Secara ilmiah cacing merupakan hewan tidak bertulang belakang (invertebrate) yang hidup di dalam tanah. Tubuh hewan ini tersusun atas segmen-segmen yang berbentuk cincin (annulus). Setiap segmen memiliki beberapa pasang seta, yaitu struktur berbentuk rambut yang berguna untuk memegang substrat dan bergerak.
Cacing tanah merupakan makrofauna tanah yang berperan penting sebagai penyelaras keberlangsungan ekosistem yang sehat, baik untuk biota tanah, hewan maupun manusia. Hewan ini berevolusi menyesuaikan diri terhadap lingkungannya.
Cacing tanah berguna untuk menyuburkan tanah dan dapat dijadikan pakan hewan ternak. Dalam dunia kesehatan cacing ini memiliki potensi untuk menyembuhkan berbagai penyakit seperti stroke, mengobati penyumbatan pembuluh darah jantung (ischemic) dan tekanan darah tinggi. Senyawa aktif cacing tanah mampu melumpuhkan bakteri patogen, khususnya Eschericia coli penyebab diare.
Cacing tanah yang tersebar di seluruh dunia berjumlah sekitar 1.800 spesies. Cacing tanah yang terdapat di Indonesia tergolong ke dalam famili Enchytraeidae, Glassocolicidae, Lumbricidae, Moniligastridae, Megascolicidae. Genus yang pernah ditemukan ialah Enchytraeus, Fridericia, Drawida, Dichogaster, Eudichaster, Pontoscolex, Pheretima, Megascolex, Perionyx dan Allolobophora.
Dari hasil penelitian Sudarmi (1999) diketahui tiga spesies cacing tanah yang karakteristik hidupnya berasal dari tumpukan sampah organik pasar yaitu spesies Megascolex sp, Peryonix sp dan Drawida sp. Cacing jenis ini mempunyai ukuran panjang bervariasi, berkisar antara beberapa milimeter hingga 15 cm bahkan lebih.
Cacing tanah bersifat hemaphrodit (berkelamin ganda). Populasi hewan ini sangat erat hubungannya dengan kondisi lingkungan yang ada. Faktor-faktor ekologis yang memengaruhi makhluk tanah antara lain keasaman (pH), temperatur, aerasi dan CO2, bahan organik, suplai dan nutrisi. Cacing tanah umumnya memakan serasah (sampah) daun dan juga materi tumbuhan lainnya yang telah mati. Kemampuan hewan ini dalam mengonsumsi serasah tergantung pada ketersediaan jenis serasah yang disukainya, juga kandungan karbon dan nitrogen serasah.
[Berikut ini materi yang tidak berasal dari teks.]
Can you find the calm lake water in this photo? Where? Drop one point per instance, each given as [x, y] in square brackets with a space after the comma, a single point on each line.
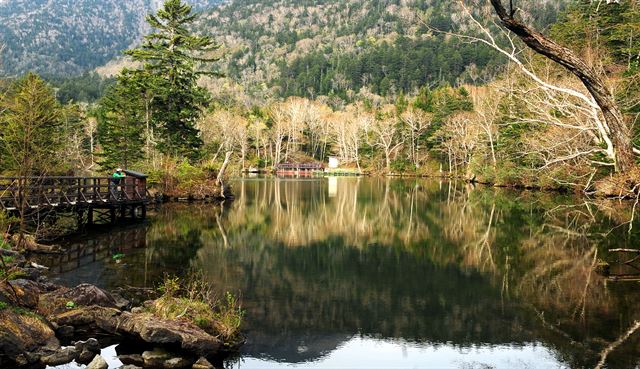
[394, 273]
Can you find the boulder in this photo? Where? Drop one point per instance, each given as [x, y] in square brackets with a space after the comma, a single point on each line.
[98, 363]
[88, 350]
[90, 295]
[86, 357]
[184, 335]
[177, 363]
[21, 333]
[133, 359]
[155, 358]
[91, 344]
[202, 363]
[62, 299]
[63, 356]
[16, 257]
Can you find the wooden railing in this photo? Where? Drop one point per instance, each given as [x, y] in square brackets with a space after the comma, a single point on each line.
[299, 166]
[37, 192]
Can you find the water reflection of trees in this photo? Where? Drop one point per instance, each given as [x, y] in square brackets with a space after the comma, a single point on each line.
[537, 249]
[413, 259]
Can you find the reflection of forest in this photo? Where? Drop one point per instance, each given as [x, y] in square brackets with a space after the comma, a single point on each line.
[417, 260]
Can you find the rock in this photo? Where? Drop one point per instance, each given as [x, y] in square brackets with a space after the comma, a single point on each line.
[91, 344]
[155, 358]
[31, 274]
[121, 302]
[177, 363]
[90, 295]
[63, 356]
[133, 359]
[61, 299]
[65, 332]
[91, 321]
[184, 335]
[17, 258]
[202, 363]
[23, 292]
[98, 363]
[23, 333]
[86, 357]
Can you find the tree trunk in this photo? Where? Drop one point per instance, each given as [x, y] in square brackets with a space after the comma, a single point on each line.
[220, 178]
[617, 127]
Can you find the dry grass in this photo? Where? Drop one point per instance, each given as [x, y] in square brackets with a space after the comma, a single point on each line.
[193, 301]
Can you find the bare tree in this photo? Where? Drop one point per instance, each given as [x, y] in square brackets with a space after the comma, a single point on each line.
[417, 122]
[386, 133]
[616, 129]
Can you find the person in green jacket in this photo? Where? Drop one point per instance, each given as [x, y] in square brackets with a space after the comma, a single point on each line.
[117, 178]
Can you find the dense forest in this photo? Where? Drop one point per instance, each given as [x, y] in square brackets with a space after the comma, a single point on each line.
[415, 87]
[69, 37]
[326, 47]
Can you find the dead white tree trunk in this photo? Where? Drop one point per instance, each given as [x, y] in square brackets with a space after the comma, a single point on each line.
[615, 126]
[223, 168]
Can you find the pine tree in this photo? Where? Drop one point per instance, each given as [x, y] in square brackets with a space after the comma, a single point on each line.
[171, 56]
[30, 136]
[30, 128]
[120, 123]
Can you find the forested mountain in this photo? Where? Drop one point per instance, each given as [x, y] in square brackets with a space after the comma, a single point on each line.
[66, 37]
[324, 47]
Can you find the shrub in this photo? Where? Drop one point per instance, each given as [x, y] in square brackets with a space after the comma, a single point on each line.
[193, 301]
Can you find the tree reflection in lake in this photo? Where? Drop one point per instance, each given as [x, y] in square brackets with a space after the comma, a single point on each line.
[428, 263]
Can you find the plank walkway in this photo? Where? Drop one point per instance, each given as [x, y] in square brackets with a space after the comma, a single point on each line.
[74, 194]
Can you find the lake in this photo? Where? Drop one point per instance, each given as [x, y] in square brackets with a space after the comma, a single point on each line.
[394, 273]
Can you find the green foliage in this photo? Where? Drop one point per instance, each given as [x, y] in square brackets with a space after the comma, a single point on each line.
[171, 55]
[120, 123]
[87, 87]
[170, 286]
[30, 127]
[68, 38]
[193, 301]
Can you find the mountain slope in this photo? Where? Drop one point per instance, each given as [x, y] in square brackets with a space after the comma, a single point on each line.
[337, 47]
[70, 36]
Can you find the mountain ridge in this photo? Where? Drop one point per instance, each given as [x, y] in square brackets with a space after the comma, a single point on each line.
[68, 37]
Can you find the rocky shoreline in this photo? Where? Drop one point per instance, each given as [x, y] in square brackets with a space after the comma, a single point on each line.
[43, 324]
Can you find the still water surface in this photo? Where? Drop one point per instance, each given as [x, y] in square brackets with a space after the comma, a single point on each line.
[393, 273]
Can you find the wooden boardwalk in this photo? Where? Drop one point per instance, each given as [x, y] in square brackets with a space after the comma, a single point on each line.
[126, 197]
[299, 168]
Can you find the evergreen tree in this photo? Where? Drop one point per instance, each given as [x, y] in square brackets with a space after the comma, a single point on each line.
[120, 123]
[30, 128]
[171, 55]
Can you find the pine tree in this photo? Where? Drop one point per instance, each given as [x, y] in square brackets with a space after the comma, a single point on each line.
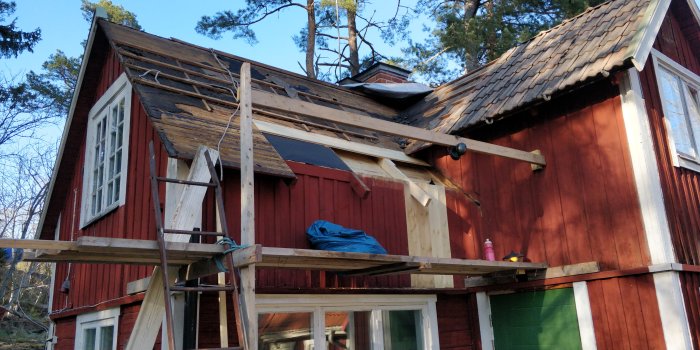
[470, 33]
[334, 34]
[14, 41]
Pada tahun 2015 lalu, terjadi fenomena dimana banyak cacing keluar dari tanah saat terjadi gempa di Kabupaten Bantul. Fenomena tersebut langsung dianggap sebagai tanda-tanda terjadinya gempa. Namun menurut pakar kegempaan, kejadian keluarnya cacing ke permukaan tanah pada gempa Bantul tahun 2015 dikarenakan pergantian musim. Musim yang telah memasuki kemarau namun masih berpotensi hujan dapat menyebabkan suhu di dalam tanah lebih tinggi dari permukaan. Hal tersebut yang memicu cacing muncul ke permukaan.